We took a trip over to my grandpas farm this past weekend. Got to take the little girl fishing for the first time. She reeled this one in on her own. I was afraid the fish might pull the pole out of her hands but she held on and some of these blue gills gave a good fight. She said he's little but he's a fighter and I caughts a fish.












I bought the wife a nice savage 22 wmr so she could get into shooting. Here's a 5 shot group she shot in the 2nd box of 50 ammo. She didn't do too bad for her first day shooting a scoped rifle. The big center target had so many holes I lost track of what she shot and which ones were which gun.


----------



## jdc123 (Jun 13, 2012)

Good job passing it on to the next generation, and getting your wife involved in shooting.


----------



## mdavlee (Jun 13, 2012)

I got her into shooting now and she wants a pistol to target shoot. We're going to get the little one a cricket now. She's jealous mommy and daddy have guns and she doesn't.:msp_biggrin:


----------



## CrappieKeith (Jun 13, 2012)

Another great story....more fish have been caught on snoopy poles....

Good to see the family enjoying themselves...really good.
1 more thing...rep sent ...that was a dandy bull gill.


----------



## mdavlee (Jun 13, 2012)

Well we just got back from the gun shop with the little ones rifle.
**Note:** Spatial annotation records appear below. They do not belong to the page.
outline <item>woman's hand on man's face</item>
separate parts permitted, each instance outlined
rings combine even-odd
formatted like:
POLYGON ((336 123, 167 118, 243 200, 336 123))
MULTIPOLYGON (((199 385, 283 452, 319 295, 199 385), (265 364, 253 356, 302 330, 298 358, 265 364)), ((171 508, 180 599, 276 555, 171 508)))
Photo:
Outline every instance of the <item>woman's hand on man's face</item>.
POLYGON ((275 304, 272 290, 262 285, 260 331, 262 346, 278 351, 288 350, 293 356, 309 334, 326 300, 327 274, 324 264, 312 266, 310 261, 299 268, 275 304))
She wants to go shoot right now.


----------



## Toddppm (Jun 13, 2012)

That's awesome! Tell her that's a good sized fish!


----------



## Laroo (Jun 15, 2012)

Good on ya, I like to see the little ones catch fish, however I've always been a bit hesitant about teaching the wife to handle and shoot a gun. Always afraid she would use it on me in one of my moments of brilliance!!!:msp_scared:


----------